LXI H, 2500H     ; HL → count
MOV C, M         ; C ← number of elements (N)
INX H            ; HL → first element
MOV A, M         ; A ← first value (initial max)
MOV B, M         ; B ← also set as initial min
INX H            ; HL → next element for loop
DCR C            ; We've already processed one
HLT

🧪 Manual Test

Set memory:

2500H = 04H
2501H = 30H
2502H = 10H
2503H = 50H
2504H = 20H

Expected after halt:

A = 30H (max)
B = 30H (min)
C = 03H (remaining elements)
HL = 2502H (next value to compare)

This prepares us to scan through the rest of the array in Step 3.

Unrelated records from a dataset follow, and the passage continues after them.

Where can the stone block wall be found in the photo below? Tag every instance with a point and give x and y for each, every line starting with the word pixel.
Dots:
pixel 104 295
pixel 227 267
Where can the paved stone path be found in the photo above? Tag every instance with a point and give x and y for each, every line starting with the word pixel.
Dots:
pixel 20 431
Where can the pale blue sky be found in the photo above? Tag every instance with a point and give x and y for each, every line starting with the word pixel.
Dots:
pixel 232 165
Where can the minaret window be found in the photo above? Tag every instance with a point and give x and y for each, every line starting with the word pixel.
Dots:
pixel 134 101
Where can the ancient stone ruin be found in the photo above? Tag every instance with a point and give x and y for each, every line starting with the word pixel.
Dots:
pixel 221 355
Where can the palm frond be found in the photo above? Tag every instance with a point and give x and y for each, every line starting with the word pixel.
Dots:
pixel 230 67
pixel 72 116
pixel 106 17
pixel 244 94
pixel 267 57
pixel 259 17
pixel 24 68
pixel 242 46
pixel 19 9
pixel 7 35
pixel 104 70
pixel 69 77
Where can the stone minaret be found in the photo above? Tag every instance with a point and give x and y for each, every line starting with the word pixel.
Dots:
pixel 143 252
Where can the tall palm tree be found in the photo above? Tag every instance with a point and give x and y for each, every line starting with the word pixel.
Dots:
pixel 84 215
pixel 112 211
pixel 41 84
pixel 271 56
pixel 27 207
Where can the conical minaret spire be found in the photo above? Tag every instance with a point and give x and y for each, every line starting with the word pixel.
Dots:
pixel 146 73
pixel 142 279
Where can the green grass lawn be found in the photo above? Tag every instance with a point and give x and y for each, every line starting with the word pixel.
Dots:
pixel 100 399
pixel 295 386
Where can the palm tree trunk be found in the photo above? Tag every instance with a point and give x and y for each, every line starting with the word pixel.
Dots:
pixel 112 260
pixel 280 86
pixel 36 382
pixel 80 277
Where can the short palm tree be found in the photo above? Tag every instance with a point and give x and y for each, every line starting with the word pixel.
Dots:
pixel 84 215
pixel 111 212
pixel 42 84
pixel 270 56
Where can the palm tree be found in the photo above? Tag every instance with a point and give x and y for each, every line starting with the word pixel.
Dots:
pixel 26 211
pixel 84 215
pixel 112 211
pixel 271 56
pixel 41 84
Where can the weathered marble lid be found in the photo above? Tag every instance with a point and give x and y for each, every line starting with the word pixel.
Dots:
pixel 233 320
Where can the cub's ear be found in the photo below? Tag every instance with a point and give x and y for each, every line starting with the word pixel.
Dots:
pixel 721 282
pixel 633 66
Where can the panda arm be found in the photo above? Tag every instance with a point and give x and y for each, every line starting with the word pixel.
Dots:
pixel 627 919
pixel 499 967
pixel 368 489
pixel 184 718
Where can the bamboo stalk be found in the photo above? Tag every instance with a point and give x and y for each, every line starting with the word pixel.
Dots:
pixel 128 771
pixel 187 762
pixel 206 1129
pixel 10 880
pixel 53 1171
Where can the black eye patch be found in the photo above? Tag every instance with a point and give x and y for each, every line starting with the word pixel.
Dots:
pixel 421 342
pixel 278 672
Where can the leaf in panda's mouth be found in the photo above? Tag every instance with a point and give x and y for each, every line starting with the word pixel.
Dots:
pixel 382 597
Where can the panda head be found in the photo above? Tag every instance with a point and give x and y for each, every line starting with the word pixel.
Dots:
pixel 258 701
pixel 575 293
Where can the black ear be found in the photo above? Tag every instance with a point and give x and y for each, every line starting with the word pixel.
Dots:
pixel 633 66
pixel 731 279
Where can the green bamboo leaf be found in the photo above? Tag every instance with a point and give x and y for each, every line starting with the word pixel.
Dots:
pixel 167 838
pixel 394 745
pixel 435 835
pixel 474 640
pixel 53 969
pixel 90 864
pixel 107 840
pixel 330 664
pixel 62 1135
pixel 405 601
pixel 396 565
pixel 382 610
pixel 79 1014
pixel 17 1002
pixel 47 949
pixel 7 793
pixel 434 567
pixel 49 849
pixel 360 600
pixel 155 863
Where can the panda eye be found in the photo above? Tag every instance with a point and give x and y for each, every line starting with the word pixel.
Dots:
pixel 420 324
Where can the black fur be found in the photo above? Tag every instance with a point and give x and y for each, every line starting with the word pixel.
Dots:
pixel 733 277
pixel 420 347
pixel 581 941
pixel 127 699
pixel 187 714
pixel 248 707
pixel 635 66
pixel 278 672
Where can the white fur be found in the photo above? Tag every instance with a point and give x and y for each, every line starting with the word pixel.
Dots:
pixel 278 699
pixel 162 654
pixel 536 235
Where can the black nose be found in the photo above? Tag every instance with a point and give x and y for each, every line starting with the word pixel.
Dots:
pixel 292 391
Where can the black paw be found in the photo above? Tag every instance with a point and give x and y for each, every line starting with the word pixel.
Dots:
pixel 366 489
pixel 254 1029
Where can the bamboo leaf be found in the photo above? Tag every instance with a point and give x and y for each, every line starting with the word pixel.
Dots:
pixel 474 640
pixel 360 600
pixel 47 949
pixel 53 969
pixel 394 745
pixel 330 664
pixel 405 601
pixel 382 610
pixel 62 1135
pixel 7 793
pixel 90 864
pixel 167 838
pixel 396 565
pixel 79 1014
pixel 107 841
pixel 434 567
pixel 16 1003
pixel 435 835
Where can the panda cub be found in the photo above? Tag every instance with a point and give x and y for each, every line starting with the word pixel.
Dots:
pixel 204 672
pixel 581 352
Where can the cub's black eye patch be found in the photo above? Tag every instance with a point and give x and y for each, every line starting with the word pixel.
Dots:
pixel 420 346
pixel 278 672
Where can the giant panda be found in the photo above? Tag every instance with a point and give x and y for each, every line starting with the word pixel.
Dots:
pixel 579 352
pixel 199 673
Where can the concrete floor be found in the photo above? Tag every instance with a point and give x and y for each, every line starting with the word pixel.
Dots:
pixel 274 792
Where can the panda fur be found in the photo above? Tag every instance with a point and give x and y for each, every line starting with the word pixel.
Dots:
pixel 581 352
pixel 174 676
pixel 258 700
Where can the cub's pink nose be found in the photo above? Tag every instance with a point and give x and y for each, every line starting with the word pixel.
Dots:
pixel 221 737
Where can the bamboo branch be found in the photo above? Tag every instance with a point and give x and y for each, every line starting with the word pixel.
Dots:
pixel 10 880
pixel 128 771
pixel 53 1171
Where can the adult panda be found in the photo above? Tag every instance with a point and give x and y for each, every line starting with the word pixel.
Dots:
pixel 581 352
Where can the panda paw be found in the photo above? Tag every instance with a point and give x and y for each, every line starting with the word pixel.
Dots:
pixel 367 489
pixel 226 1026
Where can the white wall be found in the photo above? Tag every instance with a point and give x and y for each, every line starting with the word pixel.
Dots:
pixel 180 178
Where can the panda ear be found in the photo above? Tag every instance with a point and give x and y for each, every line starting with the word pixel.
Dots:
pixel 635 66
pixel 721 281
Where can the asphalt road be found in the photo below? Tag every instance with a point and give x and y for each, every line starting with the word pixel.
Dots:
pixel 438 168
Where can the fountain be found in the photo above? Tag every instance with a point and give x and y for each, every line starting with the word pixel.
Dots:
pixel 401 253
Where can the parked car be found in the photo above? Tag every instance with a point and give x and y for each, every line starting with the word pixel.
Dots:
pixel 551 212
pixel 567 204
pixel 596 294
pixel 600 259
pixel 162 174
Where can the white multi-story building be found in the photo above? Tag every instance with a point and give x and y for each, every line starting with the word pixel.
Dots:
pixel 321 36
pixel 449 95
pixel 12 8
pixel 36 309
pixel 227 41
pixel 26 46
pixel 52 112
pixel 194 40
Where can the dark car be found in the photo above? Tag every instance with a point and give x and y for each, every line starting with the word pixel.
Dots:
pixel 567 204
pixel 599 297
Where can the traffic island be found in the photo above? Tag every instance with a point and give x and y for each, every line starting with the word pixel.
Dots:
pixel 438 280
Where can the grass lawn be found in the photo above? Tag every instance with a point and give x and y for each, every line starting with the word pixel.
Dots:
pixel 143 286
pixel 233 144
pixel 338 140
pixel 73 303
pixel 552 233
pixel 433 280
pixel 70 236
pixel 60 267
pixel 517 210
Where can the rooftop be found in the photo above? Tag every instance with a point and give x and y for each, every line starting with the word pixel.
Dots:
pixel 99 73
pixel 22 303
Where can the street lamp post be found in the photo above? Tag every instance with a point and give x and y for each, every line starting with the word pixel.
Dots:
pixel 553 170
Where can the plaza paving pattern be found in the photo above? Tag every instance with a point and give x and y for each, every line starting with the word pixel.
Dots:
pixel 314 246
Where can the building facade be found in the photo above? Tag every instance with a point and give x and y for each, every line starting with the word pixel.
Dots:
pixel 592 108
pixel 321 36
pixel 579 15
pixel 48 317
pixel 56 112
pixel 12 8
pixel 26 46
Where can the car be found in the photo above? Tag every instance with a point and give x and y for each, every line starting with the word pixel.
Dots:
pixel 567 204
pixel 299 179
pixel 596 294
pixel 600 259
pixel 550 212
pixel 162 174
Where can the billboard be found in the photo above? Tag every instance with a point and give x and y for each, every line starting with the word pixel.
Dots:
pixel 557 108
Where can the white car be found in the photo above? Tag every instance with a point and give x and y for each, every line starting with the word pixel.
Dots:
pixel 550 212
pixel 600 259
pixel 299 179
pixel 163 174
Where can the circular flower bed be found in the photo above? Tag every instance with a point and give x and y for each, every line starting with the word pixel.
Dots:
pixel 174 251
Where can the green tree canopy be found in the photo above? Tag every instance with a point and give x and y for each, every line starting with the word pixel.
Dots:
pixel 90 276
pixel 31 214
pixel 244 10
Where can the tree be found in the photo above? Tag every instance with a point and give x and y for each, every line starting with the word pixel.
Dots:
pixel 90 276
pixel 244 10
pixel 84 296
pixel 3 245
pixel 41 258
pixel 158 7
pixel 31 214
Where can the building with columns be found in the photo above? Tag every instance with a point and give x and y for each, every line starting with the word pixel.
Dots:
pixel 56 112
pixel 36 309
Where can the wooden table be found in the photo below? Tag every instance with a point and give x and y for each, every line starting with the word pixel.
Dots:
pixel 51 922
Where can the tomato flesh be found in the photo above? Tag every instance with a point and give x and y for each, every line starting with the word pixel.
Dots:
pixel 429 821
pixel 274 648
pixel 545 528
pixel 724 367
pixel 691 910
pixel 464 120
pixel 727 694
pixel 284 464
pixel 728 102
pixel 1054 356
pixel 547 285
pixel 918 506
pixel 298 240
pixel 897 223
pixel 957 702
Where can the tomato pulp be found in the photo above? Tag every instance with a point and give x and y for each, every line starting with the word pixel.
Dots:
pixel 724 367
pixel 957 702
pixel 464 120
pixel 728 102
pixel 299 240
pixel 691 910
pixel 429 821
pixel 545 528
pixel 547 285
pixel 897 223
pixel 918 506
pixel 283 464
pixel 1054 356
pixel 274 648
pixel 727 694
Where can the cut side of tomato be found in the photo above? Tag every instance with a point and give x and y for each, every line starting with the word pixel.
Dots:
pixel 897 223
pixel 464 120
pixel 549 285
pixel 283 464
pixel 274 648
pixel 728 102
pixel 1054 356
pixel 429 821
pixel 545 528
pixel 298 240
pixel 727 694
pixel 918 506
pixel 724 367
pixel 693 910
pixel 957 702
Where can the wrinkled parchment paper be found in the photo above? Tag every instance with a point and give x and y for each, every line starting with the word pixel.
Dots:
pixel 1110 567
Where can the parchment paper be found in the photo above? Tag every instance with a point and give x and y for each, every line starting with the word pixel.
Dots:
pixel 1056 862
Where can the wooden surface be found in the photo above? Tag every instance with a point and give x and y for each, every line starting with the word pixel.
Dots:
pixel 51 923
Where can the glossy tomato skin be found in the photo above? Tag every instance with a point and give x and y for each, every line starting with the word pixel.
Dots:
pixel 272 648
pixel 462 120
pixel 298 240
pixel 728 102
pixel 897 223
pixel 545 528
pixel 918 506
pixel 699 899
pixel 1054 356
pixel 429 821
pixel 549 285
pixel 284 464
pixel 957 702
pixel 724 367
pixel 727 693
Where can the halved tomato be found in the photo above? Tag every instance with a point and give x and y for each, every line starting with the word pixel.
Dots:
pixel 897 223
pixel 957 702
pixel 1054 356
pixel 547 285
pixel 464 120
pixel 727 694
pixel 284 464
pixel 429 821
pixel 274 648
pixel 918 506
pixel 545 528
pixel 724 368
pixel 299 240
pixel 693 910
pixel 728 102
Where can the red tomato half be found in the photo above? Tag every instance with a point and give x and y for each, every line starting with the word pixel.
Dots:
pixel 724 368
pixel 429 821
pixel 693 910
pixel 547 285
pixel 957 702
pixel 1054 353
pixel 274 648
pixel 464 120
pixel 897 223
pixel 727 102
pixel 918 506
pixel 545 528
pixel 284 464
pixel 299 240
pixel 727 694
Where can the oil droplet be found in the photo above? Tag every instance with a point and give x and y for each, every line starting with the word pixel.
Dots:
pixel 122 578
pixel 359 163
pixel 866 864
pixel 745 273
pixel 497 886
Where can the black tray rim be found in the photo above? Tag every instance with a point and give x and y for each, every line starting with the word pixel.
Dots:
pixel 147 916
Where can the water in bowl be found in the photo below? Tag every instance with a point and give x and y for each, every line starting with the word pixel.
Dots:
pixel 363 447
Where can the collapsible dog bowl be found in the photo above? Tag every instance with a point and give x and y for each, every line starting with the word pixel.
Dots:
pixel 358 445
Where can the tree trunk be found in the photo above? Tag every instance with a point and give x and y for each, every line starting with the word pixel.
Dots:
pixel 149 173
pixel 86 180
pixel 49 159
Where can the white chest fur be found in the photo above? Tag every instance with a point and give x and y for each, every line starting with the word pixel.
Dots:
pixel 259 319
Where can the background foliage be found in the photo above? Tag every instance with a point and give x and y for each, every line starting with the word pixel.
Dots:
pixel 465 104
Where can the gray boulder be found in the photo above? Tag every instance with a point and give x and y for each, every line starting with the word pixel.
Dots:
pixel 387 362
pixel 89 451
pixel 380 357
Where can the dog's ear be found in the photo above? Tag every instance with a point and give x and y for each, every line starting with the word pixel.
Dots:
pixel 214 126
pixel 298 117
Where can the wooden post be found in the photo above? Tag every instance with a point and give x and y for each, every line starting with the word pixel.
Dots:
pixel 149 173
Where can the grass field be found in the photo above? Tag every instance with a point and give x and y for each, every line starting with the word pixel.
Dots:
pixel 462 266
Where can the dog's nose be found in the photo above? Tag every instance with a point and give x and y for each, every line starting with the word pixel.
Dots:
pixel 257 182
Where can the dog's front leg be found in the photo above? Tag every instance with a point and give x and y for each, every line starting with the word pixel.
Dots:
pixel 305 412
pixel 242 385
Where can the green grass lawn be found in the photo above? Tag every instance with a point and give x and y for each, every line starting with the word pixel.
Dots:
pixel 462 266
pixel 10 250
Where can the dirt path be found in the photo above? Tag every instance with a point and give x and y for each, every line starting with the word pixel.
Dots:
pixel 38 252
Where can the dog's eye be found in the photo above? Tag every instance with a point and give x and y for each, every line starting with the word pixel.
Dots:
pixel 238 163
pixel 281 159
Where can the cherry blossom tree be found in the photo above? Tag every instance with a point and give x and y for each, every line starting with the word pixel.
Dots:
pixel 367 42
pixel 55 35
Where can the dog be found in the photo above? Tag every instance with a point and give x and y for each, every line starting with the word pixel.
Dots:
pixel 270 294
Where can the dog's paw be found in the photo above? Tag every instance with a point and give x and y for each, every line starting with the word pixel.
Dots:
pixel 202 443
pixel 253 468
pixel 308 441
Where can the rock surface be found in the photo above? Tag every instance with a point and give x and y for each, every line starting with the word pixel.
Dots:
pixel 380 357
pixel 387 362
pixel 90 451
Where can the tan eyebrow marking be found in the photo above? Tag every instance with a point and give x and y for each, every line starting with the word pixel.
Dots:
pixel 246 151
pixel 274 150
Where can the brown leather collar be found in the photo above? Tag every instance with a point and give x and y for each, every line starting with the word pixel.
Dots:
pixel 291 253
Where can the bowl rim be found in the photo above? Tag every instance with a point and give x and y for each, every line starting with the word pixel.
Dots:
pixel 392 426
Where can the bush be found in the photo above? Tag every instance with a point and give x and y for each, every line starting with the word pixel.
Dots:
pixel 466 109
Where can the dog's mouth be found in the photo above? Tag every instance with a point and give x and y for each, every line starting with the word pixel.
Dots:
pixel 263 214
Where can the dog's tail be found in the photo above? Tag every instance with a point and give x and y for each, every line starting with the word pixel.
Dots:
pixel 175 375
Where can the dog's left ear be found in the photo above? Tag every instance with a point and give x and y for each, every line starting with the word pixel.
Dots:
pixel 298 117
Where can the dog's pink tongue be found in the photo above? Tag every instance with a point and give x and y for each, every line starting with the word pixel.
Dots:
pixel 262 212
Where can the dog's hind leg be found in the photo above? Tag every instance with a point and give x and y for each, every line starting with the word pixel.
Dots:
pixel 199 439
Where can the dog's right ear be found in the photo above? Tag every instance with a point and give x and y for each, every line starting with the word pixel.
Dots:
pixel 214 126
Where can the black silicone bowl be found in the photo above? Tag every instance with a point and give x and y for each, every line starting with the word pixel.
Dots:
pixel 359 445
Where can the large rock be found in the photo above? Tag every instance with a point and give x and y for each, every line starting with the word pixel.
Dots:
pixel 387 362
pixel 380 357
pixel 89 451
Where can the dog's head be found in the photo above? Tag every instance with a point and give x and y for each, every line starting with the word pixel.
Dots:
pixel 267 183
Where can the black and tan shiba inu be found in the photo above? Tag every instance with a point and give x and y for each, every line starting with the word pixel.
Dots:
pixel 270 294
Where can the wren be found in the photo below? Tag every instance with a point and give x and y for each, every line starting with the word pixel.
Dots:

🧱 Step 3: Loop Through the Array and Compare

Now that we’ve initialized the maximum (A) and minimum (B) values using the first element, we loop through the remaining elements and compare each one with both A and B.

🧠 What We’re Doing

At each step:
- Compare the current element (M) with the value in A (max)
  - If it’s larger, update A
- Then compare the same element with B (min)
  - If it’s smaller, update B
Decrement C each time — the loop runs N−1 times
Use conditional jumps (JC, JNC) to decide when to update

🧾 Code (Compare and Loop)

LOOP: MOV D, M         ; D ← current element
      CMP D            ; Compare A (max) with D
      JNC SKIP_MAX     ; If A ≥ D, skip updating max
      MOV A, D         ; A ← new max

SKIP_MAX:
      MOV E, D         ; E ← same current element
      MOV D, B         ; D ← current min
      CMP E            ; Compare B (min) with current element
      JC SKIP_MIN      ; If B < E, skip updating min
      MOV B, E         ; B ← new min

SKIP_MIN:
      INX H            ; HL → next element
      DCR C
      JNZ LOOP
HLT

🧪 Manual Test (Continued)

With:

2500H = 04H
2501H = 30H
2502H = 10H
2503H = 50H
2504H = 20H

After execution:

A should contain 50H (largest)
B should contain 10H (smallest)

The loop completes the core logic. Next, we’ll store the results into memory.

🧱 Step 4: Store the Results in Memory

After scanning the entire array:

We now store these results at their designated memory addresses to make them observable and usable outside the program.

📦 Output Mapping

Address	Meaning
`3000H`	Largest value
`3001H`	Smallest value

🧾 Code (Store Phase)

LXI H, 3000H     ; HL → output location
MOV M, A         ; Store largest at 3000H
INX H            ; HL → 3001H
MOV M, B         ; Store smallest at 3001H
HLT

This completes the program’s contract: ✅ Read array → ✅ Compare each element → ✅ Write final results

🧪 Manual Test

For input:

2500H = 04H
2501H = 30H
2502H = 10H
2503H = 50H
2504H = 20H

Expected output after execution:

3000H = 50H   ; Largest
3001H = 10H   ; Smallest

📚 Summary

This program walks through an array in memory and identifies both the largest and smallest 8-bit values using straightforward comparison and conditional logic.

Key concepts covered:

Initializing state from the first element
Comparing elements using CMP, JNC, and JC
Using registers (A, B) as running max/min
Writing outputs clearly and predictably to memory

The program uses no subroutines or extra memory, everything is done using registers and direct memory access, making it perfect for learning array processing in 8085 assembly.